Ninth Sees no Conflict in Credit-Reporting Class Suit

     PASADENA, Calif. (CN) – Attorneys in a class action against the major credit-reporting agencies won’t be disqualified based on conflict of interest, the Ninth Circuit ruled Monday.
     Beginning in 2005, several class actions were filed against Experian Information Solutions, Equifax Information Services and TransUnion. Consumers claim their credit reports contain entries of unpaid debts that should have been discharged in bankruptcy.
     The cases were eventually consolidated and plaintiffs’ lawyers were split into two groups that the court referred to as the “White” counsel and the “Hernandez” counsel.
     A $45 million settlement was reached following mediation in 2009. It included $5,000 incentive fee awards for class representatives who were “in support of the settlement.” The agreement was preliminarily approved in May of that year.
     The “White” attorneys, however, objected to the settlement in subsequent fairness hearings. They argued that conditioning the incentive awards on the class representatives’ agreement with the settlement created a conflict of interest, namely because lawyers were then put in the position of representing two distinct classes: the class representatives and the absent class of consumers, whose interests were not necessarily the same.
     The Ninth Circuit ultimately agreed that the “Hernandez” counsel was “simultaneously representing clients with conflicting interests” and reversed the settlement, as well as costs and attorneys’ fees.
     On remand in June 2013, the White counsel filed a motion to disqualify the Hernandez counsel and to serve as interim class counsel. The group argued that disqualification was mandatory under California law “because any counsel’s simultaneous conflict of interest in its representation of multiple clients must result in automatic disqualification.”
     U.S. District Judge David Carter denied the motion.
     The White counsel appealed to the Ninth Circuit where a three-judge panel on Monday affirmed the Carter’s ruling, finding that California’s automatic-disqualification rule does not necessarily apply to class actions.

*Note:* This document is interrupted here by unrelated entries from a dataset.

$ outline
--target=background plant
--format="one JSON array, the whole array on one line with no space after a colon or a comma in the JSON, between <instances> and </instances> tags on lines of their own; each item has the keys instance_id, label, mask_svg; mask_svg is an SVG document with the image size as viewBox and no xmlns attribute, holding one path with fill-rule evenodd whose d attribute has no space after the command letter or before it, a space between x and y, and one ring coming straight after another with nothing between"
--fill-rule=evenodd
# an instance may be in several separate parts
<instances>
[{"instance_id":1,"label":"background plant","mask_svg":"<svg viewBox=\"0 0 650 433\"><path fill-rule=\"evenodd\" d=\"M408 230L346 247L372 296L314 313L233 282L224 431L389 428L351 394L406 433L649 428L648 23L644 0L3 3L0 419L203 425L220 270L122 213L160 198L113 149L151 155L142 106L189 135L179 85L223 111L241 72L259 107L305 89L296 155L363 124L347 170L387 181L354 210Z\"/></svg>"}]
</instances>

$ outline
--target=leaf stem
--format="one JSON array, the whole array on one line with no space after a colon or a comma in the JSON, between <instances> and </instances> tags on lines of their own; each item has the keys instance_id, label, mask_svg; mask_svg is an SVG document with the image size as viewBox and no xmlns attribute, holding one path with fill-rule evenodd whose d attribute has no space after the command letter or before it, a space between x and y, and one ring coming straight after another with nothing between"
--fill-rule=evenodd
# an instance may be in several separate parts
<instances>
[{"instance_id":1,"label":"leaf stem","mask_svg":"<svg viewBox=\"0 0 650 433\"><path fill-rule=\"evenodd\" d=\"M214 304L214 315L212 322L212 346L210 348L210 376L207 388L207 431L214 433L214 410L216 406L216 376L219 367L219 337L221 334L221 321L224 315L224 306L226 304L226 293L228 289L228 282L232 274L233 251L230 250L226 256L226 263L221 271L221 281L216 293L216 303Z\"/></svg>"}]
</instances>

     “The policy justifications that the California Supreme Court advanced for the automatic-disqualification rule are not fully transferrable to class action cases,” U.S. District Judge Jon Tigar, sitting in designation from the Northern District of California, wrote for the panel. “Indeed, the language of their opinions makes clear that they envisioned simultaneous conflicts of interest as they generally occurred in individual litigant suits rather than in class actions.”

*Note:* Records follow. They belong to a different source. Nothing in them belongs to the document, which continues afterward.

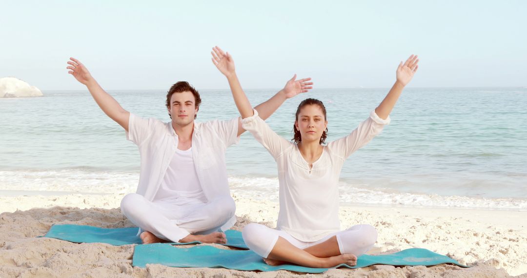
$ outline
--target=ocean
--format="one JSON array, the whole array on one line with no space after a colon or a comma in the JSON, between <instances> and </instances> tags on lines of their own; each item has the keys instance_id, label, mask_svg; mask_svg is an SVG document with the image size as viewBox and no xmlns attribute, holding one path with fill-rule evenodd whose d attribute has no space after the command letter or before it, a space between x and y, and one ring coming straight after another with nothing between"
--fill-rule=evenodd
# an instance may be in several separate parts
<instances>
[{"instance_id":1,"label":"ocean","mask_svg":"<svg viewBox=\"0 0 527 278\"><path fill-rule=\"evenodd\" d=\"M290 139L298 104L318 98L330 142L367 118L388 90L313 90L287 100L267 122ZM256 106L278 91L246 92ZM170 120L166 91L108 92L136 115ZM197 121L238 115L230 91L200 92ZM43 93L0 98L0 191L134 191L139 154L124 130L87 91ZM526 106L526 88L405 89L392 123L345 163L341 203L527 211ZM228 149L227 160L237 197L278 200L276 164L250 133Z\"/></svg>"}]
</instances>

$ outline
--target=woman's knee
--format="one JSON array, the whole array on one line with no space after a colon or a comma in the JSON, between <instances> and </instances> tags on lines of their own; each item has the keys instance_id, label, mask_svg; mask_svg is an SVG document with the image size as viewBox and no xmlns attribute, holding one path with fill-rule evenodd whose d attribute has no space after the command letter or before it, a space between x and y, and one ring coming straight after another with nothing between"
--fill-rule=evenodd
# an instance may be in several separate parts
<instances>
[{"instance_id":1,"label":"woman's knee","mask_svg":"<svg viewBox=\"0 0 527 278\"><path fill-rule=\"evenodd\" d=\"M258 223L249 223L241 230L241 237L243 241L250 248L250 245L262 240L264 228L265 226Z\"/></svg>"},{"instance_id":2,"label":"woman's knee","mask_svg":"<svg viewBox=\"0 0 527 278\"><path fill-rule=\"evenodd\" d=\"M362 227L360 230L363 232L364 245L373 246L377 242L377 237L378 235L377 229L371 225L363 224L361 226Z\"/></svg>"}]
</instances>

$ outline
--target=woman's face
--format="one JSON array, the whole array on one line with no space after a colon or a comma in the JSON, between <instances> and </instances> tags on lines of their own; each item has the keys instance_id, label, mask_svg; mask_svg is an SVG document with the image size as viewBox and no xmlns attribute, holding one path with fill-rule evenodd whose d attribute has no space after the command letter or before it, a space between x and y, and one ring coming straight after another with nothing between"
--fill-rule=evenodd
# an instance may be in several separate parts
<instances>
[{"instance_id":1,"label":"woman's face","mask_svg":"<svg viewBox=\"0 0 527 278\"><path fill-rule=\"evenodd\" d=\"M295 126L300 131L302 142L314 141L318 142L322 133L327 127L328 122L320 106L309 105L300 108L298 120L295 122Z\"/></svg>"}]
</instances>

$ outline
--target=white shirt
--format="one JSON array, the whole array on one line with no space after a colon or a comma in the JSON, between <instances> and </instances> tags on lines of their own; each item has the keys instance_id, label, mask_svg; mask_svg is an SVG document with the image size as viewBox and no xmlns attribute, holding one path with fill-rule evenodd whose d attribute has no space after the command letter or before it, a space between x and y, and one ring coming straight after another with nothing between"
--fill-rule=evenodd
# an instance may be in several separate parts
<instances>
[{"instance_id":1,"label":"white shirt","mask_svg":"<svg viewBox=\"0 0 527 278\"><path fill-rule=\"evenodd\" d=\"M305 242L340 231L338 184L344 161L380 133L389 117L382 120L372 112L349 135L324 146L310 171L297 144L277 134L254 113L242 120L242 126L276 161L280 191L276 229Z\"/></svg>"},{"instance_id":2,"label":"white shirt","mask_svg":"<svg viewBox=\"0 0 527 278\"><path fill-rule=\"evenodd\" d=\"M192 148L175 150L154 201L177 205L207 203L194 166Z\"/></svg>"},{"instance_id":3,"label":"white shirt","mask_svg":"<svg viewBox=\"0 0 527 278\"><path fill-rule=\"evenodd\" d=\"M225 151L239 141L239 118L227 121L194 122L192 159L200 184L207 202L230 196L227 180ZM139 148L141 170L136 193L150 201L165 176L178 147L178 136L170 122L143 118L130 113L126 138ZM232 216L221 227L227 230L236 222Z\"/></svg>"}]
</instances>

     The panel acknowledged the conflict of interest, but said that trial courts have discretion to disqualify in class actions on a case-by-case basis. In the underlying case, the panel said Carter had every right not to disqualify.
     “We previously found that Hernandez counsel created a significant conflict of interest between themselves, their clients and the rest of the class, and nothing in the present order diminishes or qualifies that holding,” Tigar wrote. “We are not convinced, however, that the conflict we found requires automatic disqualification of class counsel. We believe that, given the unique ethical and due-process concerns involved in class actions, district courts must have the discretion to address attorney representation and disqualification issues based on details of each case, and we further believe the California Supreme Court would agree.”
     He added: “Accordingly, we hold that the district court did not abuse its discretion in denying White counsel’s motion to disqualify Hernandez counsel and to be appointed as class counsel, and granting Hernandez counsel’s cross-motion to be appointed as class counsel.”